Where the missing ₹6,600 a month goes
On paper, ₹8,00,000 ÷ 12 is ₹66,667 a month. In hand you get about ₹60,067. The ₹6,600 gap is not tax — it is provident fund. With a 40% basic (₹3,20,000 a year), the employer's PF of ₹3,200 a month sits inside your CTC and never reaches your account, and your own ₹3,200 employee PF is deducted from gross. Add ₹200 professional tax and the arithmetic closes exactly. The PF money is still yours — it is simply parked for retirement at EPF's interest rate.
Why income tax is zero at 8 LPA (new regime)
Gross salary is ₹7,61,600 after removing employer PF. The new regime's ₹75,000 standard deduction takes taxable income to ₹6,86,600. Slab tax on that is just ₹14,330 — and because taxable income is below ₹12 lakh, the §87A rebate (up to ₹60,000 for FY 2025-26) wipes it out completely.
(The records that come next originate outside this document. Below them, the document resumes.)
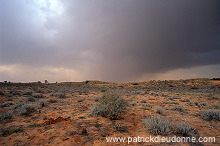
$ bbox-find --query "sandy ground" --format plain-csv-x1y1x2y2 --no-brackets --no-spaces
0,79,220,146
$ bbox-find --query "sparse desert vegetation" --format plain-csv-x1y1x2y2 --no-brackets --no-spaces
0,79,220,145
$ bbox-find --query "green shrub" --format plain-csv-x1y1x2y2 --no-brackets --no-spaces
48,99,57,103
143,116,171,135
92,92,128,120
200,110,220,121
171,106,186,112
174,123,197,137
32,93,44,98
23,91,32,95
52,92,66,98
39,100,48,107
0,111,14,122
27,97,36,102
156,107,164,115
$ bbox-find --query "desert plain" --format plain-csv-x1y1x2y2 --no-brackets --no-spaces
0,78,220,146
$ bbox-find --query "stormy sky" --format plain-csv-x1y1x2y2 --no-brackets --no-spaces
0,0,220,82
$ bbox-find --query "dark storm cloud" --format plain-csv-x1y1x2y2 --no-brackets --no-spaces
0,0,220,81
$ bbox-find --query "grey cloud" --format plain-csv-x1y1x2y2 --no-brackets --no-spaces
1,0,220,81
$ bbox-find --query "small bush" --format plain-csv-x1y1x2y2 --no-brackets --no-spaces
180,98,190,102
141,99,147,103
200,110,220,121
0,111,14,122
0,91,5,96
39,100,48,107
94,97,99,102
14,102,26,109
52,93,66,98
23,91,32,95
174,123,197,137
156,108,164,115
114,123,128,133
17,104,36,116
1,102,13,107
32,93,44,98
171,106,185,112
27,97,36,102
48,99,57,103
92,92,128,120
28,123,41,128
143,116,171,135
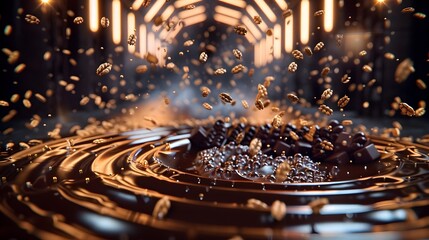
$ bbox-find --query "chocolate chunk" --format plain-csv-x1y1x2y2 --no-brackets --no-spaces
334,132,352,152
353,143,380,163
332,125,344,133
326,151,350,165
328,119,340,128
189,127,207,148
294,141,313,155
273,141,292,156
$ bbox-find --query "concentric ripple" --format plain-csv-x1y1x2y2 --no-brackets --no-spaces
0,124,429,239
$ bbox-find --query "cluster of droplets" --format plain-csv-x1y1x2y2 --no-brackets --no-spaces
195,142,329,183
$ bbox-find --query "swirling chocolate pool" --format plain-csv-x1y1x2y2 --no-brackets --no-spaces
0,123,429,239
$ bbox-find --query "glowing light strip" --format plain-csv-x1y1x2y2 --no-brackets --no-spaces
253,44,261,67
215,6,242,19
155,39,164,66
174,0,202,8
300,0,310,44
265,36,274,63
147,31,156,55
273,24,282,59
89,0,98,32
127,12,136,53
183,13,207,26
284,14,293,53
144,1,165,22
246,5,268,32
323,0,334,32
259,38,267,66
131,0,144,11
139,24,147,57
179,6,206,19
242,16,262,40
213,13,239,27
255,0,277,22
276,0,287,10
112,0,122,44
219,0,246,8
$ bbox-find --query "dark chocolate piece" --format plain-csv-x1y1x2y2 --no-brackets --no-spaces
273,141,293,156
326,151,350,165
353,143,380,163
294,141,313,155
334,132,353,152
189,127,208,149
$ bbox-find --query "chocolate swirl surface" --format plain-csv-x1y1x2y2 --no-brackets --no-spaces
0,126,429,239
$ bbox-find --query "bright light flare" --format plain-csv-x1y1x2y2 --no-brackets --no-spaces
300,0,310,44
323,0,334,32
112,0,122,44
89,0,99,32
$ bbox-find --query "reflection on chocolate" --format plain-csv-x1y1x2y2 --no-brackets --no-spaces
0,122,429,239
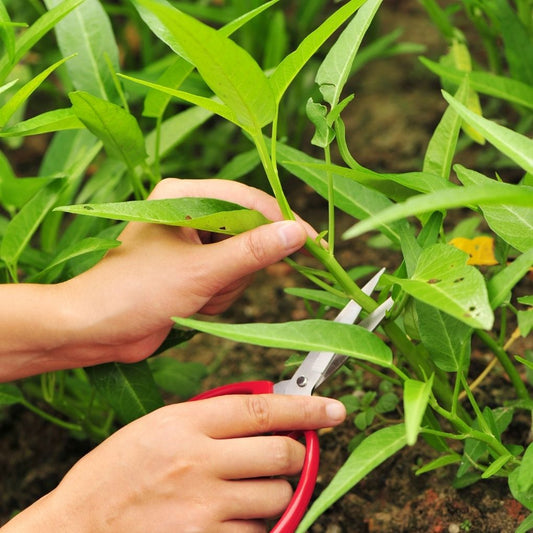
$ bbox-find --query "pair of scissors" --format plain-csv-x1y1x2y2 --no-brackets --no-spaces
189,269,394,533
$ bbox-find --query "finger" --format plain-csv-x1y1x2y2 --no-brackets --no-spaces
214,435,305,480
149,178,317,239
214,520,267,533
219,479,293,520
189,394,346,439
193,221,307,294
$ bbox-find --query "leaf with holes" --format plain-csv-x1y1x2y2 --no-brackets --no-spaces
384,244,494,329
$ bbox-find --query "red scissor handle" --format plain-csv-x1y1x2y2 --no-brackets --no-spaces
189,381,320,533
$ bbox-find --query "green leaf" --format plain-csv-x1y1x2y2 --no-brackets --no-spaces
0,0,85,81
45,0,119,101
85,361,163,424
0,2,15,64
415,453,461,476
31,237,120,282
305,98,335,148
135,0,276,132
172,317,392,367
403,376,433,446
281,160,457,201
69,91,147,168
148,357,207,400
516,310,533,337
140,0,279,118
57,198,269,235
487,248,533,309
270,0,366,104
315,0,383,108
145,103,213,165
276,143,408,244
343,182,533,239
443,91,533,175
455,165,533,252
0,383,24,405
422,80,468,180
388,244,494,329
0,108,84,138
508,466,533,511
119,74,242,126
0,179,65,267
215,149,261,180
0,175,64,209
296,424,406,533
284,287,348,309
0,56,72,129
416,301,472,372
481,453,513,479
517,443,533,492
420,57,533,109
487,0,533,85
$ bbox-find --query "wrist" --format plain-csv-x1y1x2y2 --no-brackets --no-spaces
0,489,91,533
0,284,75,381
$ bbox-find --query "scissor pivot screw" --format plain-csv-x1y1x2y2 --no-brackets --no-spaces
296,376,307,388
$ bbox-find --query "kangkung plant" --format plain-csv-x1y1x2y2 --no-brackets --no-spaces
0,0,533,532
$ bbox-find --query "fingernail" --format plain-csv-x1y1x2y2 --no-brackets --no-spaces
326,400,346,423
278,220,305,249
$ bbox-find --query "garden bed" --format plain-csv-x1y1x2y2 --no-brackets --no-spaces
0,0,533,533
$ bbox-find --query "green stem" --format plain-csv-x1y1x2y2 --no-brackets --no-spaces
250,131,294,220
21,400,83,432
476,329,529,400
430,398,509,456
324,144,335,255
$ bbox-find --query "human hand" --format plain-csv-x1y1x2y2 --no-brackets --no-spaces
5,394,345,533
55,179,316,365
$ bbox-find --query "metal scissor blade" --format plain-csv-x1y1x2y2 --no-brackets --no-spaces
333,268,385,324
274,268,386,395
315,298,394,388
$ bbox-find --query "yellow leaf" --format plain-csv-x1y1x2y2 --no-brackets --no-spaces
450,237,498,266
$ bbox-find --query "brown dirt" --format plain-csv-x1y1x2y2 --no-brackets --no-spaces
0,0,527,533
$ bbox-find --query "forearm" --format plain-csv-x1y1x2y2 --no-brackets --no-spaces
0,284,79,382
0,489,86,533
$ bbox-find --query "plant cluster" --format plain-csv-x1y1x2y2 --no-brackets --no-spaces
0,0,533,532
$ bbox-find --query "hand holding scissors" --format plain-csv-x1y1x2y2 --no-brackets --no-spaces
191,269,393,533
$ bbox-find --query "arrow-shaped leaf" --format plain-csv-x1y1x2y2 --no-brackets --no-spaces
296,424,406,533
384,244,494,329
173,317,392,367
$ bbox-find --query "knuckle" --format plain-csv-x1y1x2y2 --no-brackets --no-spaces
271,437,298,474
246,394,272,433
244,233,267,265
271,479,294,514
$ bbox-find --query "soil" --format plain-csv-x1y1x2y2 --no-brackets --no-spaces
0,0,533,533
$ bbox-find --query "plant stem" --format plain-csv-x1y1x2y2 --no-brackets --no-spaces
324,144,335,255
250,130,294,220
22,400,83,432
476,329,529,400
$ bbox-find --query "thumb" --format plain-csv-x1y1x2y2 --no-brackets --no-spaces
204,220,307,286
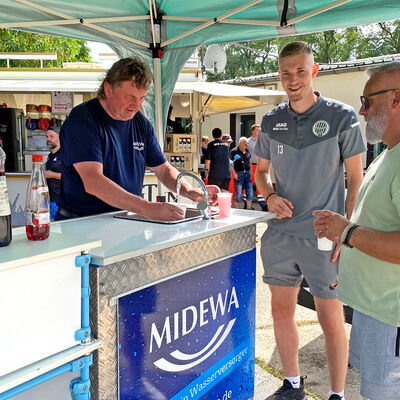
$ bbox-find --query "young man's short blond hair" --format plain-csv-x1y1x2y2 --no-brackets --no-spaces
279,40,312,59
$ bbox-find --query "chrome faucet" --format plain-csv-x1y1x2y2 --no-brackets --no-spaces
176,171,211,219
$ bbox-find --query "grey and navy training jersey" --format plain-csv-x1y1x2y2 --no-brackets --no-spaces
255,95,366,239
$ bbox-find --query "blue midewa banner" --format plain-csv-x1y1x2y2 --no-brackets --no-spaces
118,249,256,400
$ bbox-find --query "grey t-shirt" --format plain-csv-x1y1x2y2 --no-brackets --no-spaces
255,95,366,239
247,136,258,164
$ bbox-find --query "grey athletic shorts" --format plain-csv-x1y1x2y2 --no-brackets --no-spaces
261,228,337,299
349,310,400,400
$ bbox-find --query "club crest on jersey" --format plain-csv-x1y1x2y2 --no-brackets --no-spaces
272,122,288,131
313,120,329,137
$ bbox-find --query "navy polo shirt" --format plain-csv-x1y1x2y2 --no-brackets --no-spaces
231,147,251,172
205,139,231,179
60,99,166,216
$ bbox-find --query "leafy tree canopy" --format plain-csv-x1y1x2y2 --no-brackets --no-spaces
206,21,400,81
0,29,91,68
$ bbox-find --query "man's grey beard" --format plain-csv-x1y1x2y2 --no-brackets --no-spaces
365,107,389,144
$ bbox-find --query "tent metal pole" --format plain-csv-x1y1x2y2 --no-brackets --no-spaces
288,0,351,25
0,15,150,29
163,15,279,26
161,0,263,47
153,58,164,196
14,0,150,48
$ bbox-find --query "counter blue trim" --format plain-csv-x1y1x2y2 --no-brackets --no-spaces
0,252,97,400
0,354,93,400
75,254,91,342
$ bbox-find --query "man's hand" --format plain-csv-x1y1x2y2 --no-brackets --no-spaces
313,210,350,262
267,194,294,219
185,185,221,205
313,210,350,243
142,203,185,221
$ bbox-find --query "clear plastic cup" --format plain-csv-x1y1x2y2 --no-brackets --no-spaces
318,238,333,251
217,192,232,218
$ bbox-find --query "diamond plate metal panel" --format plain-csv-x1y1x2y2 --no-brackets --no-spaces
90,225,256,400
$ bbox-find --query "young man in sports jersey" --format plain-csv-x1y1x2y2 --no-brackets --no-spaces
255,42,366,400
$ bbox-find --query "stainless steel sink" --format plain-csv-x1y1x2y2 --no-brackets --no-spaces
114,207,218,224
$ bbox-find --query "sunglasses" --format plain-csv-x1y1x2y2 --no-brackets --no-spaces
360,88,397,110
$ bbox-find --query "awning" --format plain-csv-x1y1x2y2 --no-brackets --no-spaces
174,82,286,115
0,68,105,93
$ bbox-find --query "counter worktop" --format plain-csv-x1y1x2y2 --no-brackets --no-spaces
5,209,275,268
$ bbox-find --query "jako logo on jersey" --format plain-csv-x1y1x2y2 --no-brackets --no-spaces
133,142,144,151
313,120,329,137
272,122,288,131
149,286,239,372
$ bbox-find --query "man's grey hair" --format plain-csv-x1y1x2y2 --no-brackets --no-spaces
97,57,153,99
366,61,400,78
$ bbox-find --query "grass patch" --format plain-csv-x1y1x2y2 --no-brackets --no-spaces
255,357,326,400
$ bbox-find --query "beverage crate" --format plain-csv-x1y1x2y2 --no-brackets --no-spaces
164,153,193,171
164,133,198,153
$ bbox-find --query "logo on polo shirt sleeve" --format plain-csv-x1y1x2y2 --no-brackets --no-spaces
312,120,329,137
133,142,144,151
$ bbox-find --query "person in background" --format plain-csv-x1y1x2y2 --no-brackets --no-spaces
204,128,231,192
199,136,210,181
247,124,268,211
44,126,61,221
222,135,233,150
56,57,219,221
255,41,366,400
231,136,253,210
314,62,400,400
165,105,186,133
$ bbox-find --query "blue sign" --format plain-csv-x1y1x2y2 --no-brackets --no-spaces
118,249,256,400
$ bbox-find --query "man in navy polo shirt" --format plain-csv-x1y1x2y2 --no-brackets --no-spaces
56,58,218,221
231,136,253,210
255,42,366,400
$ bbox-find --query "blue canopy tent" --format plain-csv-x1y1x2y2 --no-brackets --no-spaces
0,0,400,145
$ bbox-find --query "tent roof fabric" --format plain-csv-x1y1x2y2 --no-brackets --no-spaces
0,0,400,50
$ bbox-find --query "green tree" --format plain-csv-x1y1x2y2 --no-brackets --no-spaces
206,21,400,81
0,29,91,68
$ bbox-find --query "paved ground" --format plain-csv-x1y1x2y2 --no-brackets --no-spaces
254,224,362,400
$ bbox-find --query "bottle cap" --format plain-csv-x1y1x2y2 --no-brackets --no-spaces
32,154,43,162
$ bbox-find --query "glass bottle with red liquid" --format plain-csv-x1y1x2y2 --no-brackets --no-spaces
25,154,50,240
0,139,12,247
Your payslip should show zero TDS for income tax if you have no other income.
8 LPA in a metro vs a smaller city
₹60,000 a month is a genuinely different salary in different cities. In Mumbai or Bengaluru, a decent 1BHK near work can take ₹20,000–30,000 of it before utilities; in Indore, Jaipur or Coimbatore the same money rents far more and leaves room to save aggressively. At this level, city choice often moves your savings rate more than a 2 LPA hike would.
The 50% basic (labour-code) scenario
If wage-code definitions apply to your employer, basic may rise to at least 50% of CTC — ₹4,00,000 here. PF on both sides climbs to ₹4,000 a month each, and monthly in-hand slips to about ₹58,467 (₹1,600 less). Nothing is lost — the difference moves into your EPF corpus. As of June 2026, implementation timelines still vary by state and employer.
Month by month, nothing changes
This estimate is flat across all 12 months — a fixed-pay structure with zero tax means January's credit equals December's. Months only differ if your CTC includes variable pay, a joining bonus, or LTA paid out as a lump sum.